まず通常のベンチマークとして、定番の3Dmark、GFXBench、Geekbenchを実施しました。

3DmarkのWild Lifeベンチではスコアが6,626。Xperia 1 IIIは5,759でしたので、Snapdragon 888を超えるパフォーマンスでした。Pixel 5は1,642だったのでその差は歴然です。

  • 3Dmark Wild Lifeベンチ(Pixel 6 Pro)

    3Dmarkの結果。なかなかのハイスコアです

  • 3Dmark Wild Lifeベンチ(Xperia 1 III)

    比較用のXperia 1 IIIの結果。これもスコア自体は悪くありません

それに対して、GFXBenchは、マンハッタン3.1が2,745フレーム、1080pマンハッタン3.1オフスクリーンが5,077フレームなどとなっており、Xperia 1 IIIの3,703フレーム/6,030フレームには劣ります。とはいえPixel 5は1,989フレーム/2,154フレームなので、やはり大きな差があります。

  • GFXBench(Pixel 6 Pro)
  • GFXBench続き(Pixel 6 Pro)
  • GFXBenchのスコア(Pixel 6 Pro)

  • GFXBench(Xperia 1 III)
  • GFXBench続き(Xperia 1 III)
  • GFXBenchのスコア(Xperia 1 III)

Geekbenchはシングルコアが1,039、マルチコアが2,769。Xperia 1 IIIはそれぞれ1,026/2,661だったので、ほぼ同等でしょう。Pixel 5は572/1,311でした。

  • Geekbench

    Geekbenchのスコア

こうした結果から見ると、TensorはSnapdragon 888に匹敵するハイパフォーマンスなチップといって間違いなさそうです。実際、パフォーマンス的な不満は感じず、画像処理も高速で、ハイエンドスマートフォンとして快適に利用できます。

機械学習のパフォーマンスは?

では、機械学習のパフォーマンスではどうでしょうか。ベンチマークとしては、AI BenchmarkとGeekbench MLを利用しました。

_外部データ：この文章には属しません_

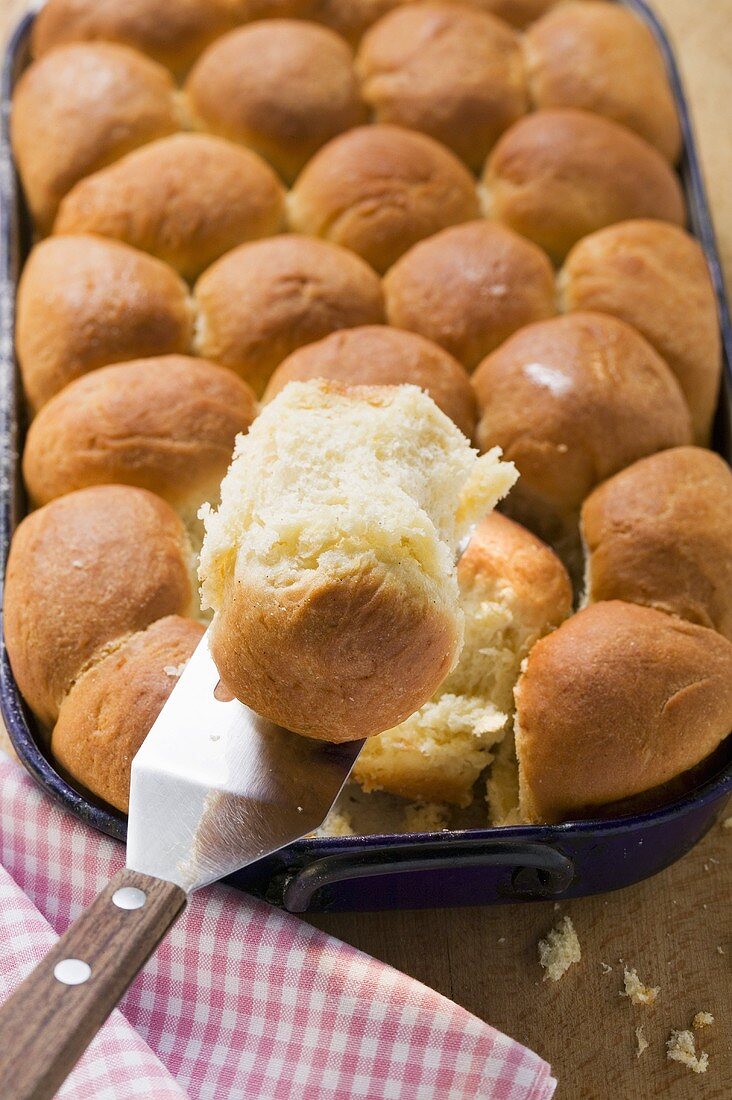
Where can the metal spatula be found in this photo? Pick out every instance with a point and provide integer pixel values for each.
(215, 787)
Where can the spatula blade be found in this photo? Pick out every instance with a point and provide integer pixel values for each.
(215, 787)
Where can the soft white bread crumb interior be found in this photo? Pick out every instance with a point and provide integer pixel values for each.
(513, 590)
(336, 537)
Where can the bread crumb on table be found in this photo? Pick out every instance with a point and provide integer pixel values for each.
(642, 1042)
(680, 1047)
(559, 949)
(336, 824)
(634, 988)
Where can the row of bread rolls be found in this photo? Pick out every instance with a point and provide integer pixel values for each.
(635, 690)
(85, 303)
(378, 190)
(175, 35)
(620, 704)
(285, 89)
(99, 609)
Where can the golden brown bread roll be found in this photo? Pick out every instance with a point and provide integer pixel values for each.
(379, 355)
(186, 199)
(167, 425)
(661, 534)
(379, 189)
(616, 702)
(448, 70)
(84, 573)
(79, 108)
(330, 561)
(111, 707)
(469, 288)
(572, 400)
(172, 34)
(84, 303)
(513, 590)
(282, 87)
(262, 300)
(602, 57)
(556, 176)
(654, 276)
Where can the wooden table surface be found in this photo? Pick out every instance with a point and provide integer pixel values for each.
(675, 928)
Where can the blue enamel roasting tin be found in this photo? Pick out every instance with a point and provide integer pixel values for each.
(466, 867)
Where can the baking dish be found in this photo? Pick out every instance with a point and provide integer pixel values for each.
(477, 866)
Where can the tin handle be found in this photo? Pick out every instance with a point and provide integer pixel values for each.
(539, 870)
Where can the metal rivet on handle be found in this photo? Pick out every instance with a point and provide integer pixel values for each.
(72, 971)
(129, 898)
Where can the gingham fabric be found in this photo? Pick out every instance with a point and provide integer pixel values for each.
(241, 1001)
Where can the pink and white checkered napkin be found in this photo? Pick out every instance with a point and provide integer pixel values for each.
(241, 1001)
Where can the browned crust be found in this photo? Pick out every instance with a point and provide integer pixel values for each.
(654, 276)
(336, 657)
(264, 299)
(378, 355)
(448, 70)
(601, 57)
(186, 199)
(84, 572)
(379, 189)
(283, 87)
(556, 176)
(501, 548)
(572, 400)
(111, 707)
(166, 425)
(63, 129)
(84, 303)
(618, 701)
(469, 288)
(172, 34)
(659, 534)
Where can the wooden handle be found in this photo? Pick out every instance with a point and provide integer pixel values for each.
(51, 1019)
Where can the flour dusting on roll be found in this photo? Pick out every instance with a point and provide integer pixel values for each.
(330, 561)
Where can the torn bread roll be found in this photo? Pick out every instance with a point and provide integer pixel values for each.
(112, 705)
(173, 34)
(186, 199)
(616, 703)
(85, 303)
(469, 288)
(513, 591)
(556, 176)
(262, 300)
(450, 72)
(572, 400)
(379, 189)
(659, 534)
(330, 561)
(167, 425)
(281, 87)
(79, 108)
(379, 355)
(603, 58)
(84, 573)
(655, 276)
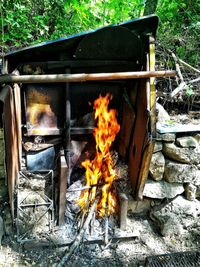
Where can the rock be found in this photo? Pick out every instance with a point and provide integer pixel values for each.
(172, 217)
(8, 223)
(158, 147)
(181, 173)
(190, 191)
(186, 141)
(157, 166)
(197, 138)
(3, 190)
(183, 155)
(1, 229)
(162, 113)
(162, 189)
(139, 206)
(168, 137)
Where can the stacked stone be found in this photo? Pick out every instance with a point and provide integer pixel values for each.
(3, 187)
(175, 167)
(175, 176)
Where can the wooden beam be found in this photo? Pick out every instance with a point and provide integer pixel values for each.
(63, 188)
(83, 77)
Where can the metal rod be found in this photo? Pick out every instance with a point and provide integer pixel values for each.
(83, 77)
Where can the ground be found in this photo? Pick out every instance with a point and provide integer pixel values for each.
(129, 253)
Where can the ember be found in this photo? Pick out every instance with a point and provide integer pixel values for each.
(99, 171)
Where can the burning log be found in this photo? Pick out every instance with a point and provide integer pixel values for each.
(80, 236)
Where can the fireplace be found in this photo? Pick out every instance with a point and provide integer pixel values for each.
(49, 123)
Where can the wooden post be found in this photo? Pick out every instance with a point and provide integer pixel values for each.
(83, 77)
(123, 211)
(62, 190)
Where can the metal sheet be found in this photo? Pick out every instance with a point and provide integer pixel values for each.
(44, 108)
(41, 160)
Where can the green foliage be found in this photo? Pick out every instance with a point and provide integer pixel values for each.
(28, 22)
(179, 28)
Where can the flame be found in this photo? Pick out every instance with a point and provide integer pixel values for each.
(99, 171)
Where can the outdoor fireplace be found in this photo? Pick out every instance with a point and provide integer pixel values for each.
(49, 122)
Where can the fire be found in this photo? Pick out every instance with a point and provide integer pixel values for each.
(99, 171)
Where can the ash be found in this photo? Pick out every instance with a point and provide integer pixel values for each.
(74, 217)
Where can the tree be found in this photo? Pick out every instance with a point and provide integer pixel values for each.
(150, 7)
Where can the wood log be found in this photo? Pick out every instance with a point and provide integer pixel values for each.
(79, 237)
(123, 211)
(83, 77)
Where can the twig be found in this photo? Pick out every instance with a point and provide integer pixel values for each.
(79, 237)
(188, 65)
(195, 80)
(106, 230)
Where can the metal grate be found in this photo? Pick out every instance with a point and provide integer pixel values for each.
(179, 259)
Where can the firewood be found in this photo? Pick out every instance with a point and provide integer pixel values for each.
(79, 237)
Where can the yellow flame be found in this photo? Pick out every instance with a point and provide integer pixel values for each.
(100, 169)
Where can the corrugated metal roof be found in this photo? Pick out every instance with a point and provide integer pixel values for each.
(144, 25)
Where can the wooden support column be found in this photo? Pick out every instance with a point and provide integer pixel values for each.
(123, 211)
(148, 150)
(62, 189)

AI BenchmarkでPixel 6 Proのスコアは262.9。かなり高いスコアで、TPUの実力が発揮されているようです。それに対してXperia 1 IIIは209.6。これも高性能ですが、Pixel 6 Proには少し及びませんでした。Pixel 5は37.1と、だいぶ差が付いています。

  • AI Benchmark(Pixel 6 Pro)

    Pixel 6 ProのAI Benchmarkのスコア

  • AI Benchmark(Xperia 1 III)

    Xperia 1 IIIのAI Benchmarkのスコア

Geekbench MLは、CPU、GPU、NNAPI経由でのニューラルアクセラレータを実行する、とされています。結果を見ると、Pixel 6 Proの場合はNNAPI経由が1,745、CPUが318、GPUが1,370でした。GPUはベンチマークの種類によってNNAPI経由を上回るパフォーマンスを出すこともありましたが、トータルではNNAPI経由が高いスコアとなりました。

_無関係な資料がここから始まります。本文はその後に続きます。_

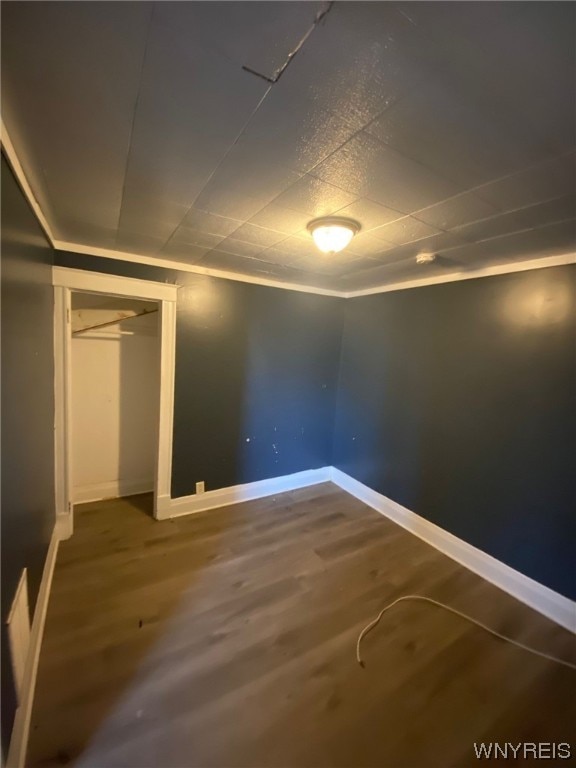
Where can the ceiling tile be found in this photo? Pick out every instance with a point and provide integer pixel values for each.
(551, 240)
(186, 252)
(240, 247)
(195, 237)
(405, 230)
(370, 169)
(222, 260)
(69, 108)
(250, 233)
(369, 214)
(365, 244)
(137, 242)
(154, 217)
(353, 65)
(294, 129)
(210, 223)
(243, 185)
(298, 247)
(449, 134)
(531, 217)
(549, 212)
(258, 35)
(457, 211)
(545, 181)
(486, 229)
(280, 219)
(88, 233)
(314, 197)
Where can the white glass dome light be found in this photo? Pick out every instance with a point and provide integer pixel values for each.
(332, 234)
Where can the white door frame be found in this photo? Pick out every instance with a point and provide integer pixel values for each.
(65, 281)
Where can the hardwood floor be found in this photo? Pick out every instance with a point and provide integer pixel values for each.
(227, 639)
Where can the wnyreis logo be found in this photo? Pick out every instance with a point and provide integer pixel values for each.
(543, 750)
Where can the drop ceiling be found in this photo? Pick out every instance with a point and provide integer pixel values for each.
(187, 131)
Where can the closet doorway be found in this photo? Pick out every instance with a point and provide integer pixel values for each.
(114, 350)
(115, 381)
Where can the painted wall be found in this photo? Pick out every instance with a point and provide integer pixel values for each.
(459, 402)
(115, 395)
(27, 410)
(256, 372)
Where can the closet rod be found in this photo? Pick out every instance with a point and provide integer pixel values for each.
(114, 322)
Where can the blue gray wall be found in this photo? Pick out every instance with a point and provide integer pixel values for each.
(27, 410)
(459, 402)
(256, 373)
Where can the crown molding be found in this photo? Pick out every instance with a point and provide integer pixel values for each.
(452, 277)
(197, 269)
(22, 179)
(105, 253)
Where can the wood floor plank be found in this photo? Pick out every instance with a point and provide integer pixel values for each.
(227, 639)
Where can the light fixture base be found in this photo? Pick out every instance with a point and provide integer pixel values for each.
(425, 258)
(333, 233)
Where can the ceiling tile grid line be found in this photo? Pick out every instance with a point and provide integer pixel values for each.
(320, 17)
(410, 123)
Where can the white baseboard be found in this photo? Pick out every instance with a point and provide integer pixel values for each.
(544, 600)
(112, 490)
(19, 739)
(222, 497)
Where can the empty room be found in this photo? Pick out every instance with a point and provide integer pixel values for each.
(288, 384)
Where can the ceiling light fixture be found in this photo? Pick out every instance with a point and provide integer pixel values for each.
(332, 233)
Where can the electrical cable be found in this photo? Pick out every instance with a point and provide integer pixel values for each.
(375, 621)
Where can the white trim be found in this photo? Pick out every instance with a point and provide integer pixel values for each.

  • Geekbench MLのスコア(Pixel 6 Pro)

    Pixel 6 ProのGeekbench MLのスコア

  • 個別のスコアの一部(Pixel 6 Pro)

    個別のスコアの一部

これに対してXperia 1 IIIでは、1,199、427、1,817と、GPUが最も高い性能となりました。NNAPI経由だとPixel 6 Proが上回りましたが、全体ではXperia 1 IIIのGPUが最も高性能という結果でした。ちなみにPixel 5のスコアは359/227/629。Snapdragonは、機械学習用のチップを備えているものの、実際の性能的にはGPUの方が上のようです。このあたりは消費電力にも影響しそうです。

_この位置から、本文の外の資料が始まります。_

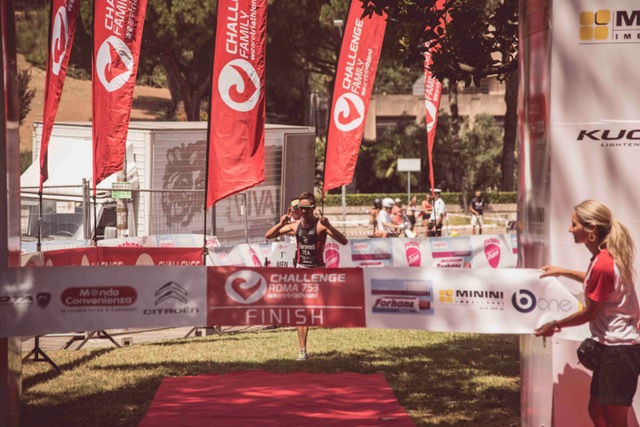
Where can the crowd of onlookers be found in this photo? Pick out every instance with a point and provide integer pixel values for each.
(390, 218)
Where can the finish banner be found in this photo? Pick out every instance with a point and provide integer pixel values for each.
(236, 122)
(117, 33)
(35, 301)
(62, 27)
(285, 296)
(359, 55)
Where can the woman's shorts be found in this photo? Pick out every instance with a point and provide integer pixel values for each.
(615, 379)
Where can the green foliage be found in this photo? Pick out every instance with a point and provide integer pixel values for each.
(453, 198)
(32, 35)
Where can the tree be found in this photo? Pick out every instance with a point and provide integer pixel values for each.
(480, 39)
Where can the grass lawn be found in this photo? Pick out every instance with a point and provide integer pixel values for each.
(441, 379)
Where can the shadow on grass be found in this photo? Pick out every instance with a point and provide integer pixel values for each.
(50, 374)
(152, 105)
(463, 381)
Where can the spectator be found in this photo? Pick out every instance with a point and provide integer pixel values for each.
(386, 226)
(373, 216)
(426, 213)
(436, 221)
(477, 209)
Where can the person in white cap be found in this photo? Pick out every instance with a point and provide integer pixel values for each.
(386, 226)
(436, 221)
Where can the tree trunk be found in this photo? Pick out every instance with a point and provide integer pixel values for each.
(510, 133)
(457, 172)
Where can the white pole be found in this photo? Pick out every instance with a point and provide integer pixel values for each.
(344, 209)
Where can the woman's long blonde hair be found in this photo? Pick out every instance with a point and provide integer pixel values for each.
(610, 234)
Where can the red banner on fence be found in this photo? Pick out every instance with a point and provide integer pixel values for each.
(62, 27)
(236, 122)
(280, 296)
(359, 55)
(117, 33)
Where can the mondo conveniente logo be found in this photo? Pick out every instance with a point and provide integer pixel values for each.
(348, 112)
(110, 296)
(246, 287)
(610, 26)
(239, 85)
(114, 63)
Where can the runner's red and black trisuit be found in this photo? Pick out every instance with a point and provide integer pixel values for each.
(310, 246)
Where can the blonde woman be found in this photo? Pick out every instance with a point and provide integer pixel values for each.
(611, 308)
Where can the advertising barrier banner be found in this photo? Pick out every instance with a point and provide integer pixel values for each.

  • Geekbench MLのスコア(Xperia 1 III)

    Xperia 1 IIIのGeekbench MLのスコア

  • 個別のスコアの一部(Xperia 1 III)

    個別のスコアの一部

評価の難しいところですが、Pixel 6の機械学習の性能もハイエンドといって間違いなさそうで、Tensorはバランスの取れたSoCと言えそうです。

動作温度は?

高性能化するときに問題となるのがパフォーマンスです。Snapdragon 888は発熱が高い印象があり、ハイパフォーマンスではあっても、端末が高温になると性能が落ちたり、アプリの動作が不安定になったりします。

そこで発熱の傾向をチェックしてみました。このあたりは、TPUというよりはCPUやGPU、カメラユニットの発熱が問題になる部分です。

試したのは3DmarkのWild Life Stress Test。30分間のベンチマークを実施することで、発熱の傾向をチェックできます。Pixel 6 Proでは、アプリ表示でバッテリー容量が100%から90%に減少し、温度は25度から43度で遷移。フレームレートは10~51fpsでした。表面温度を見ると、縦持ちしたときに背面から見て右、カメラバーの下あたりの温度が高く、最大で46度前後まで達しました。温かくはなりますが、熱いと感じるほどではありません。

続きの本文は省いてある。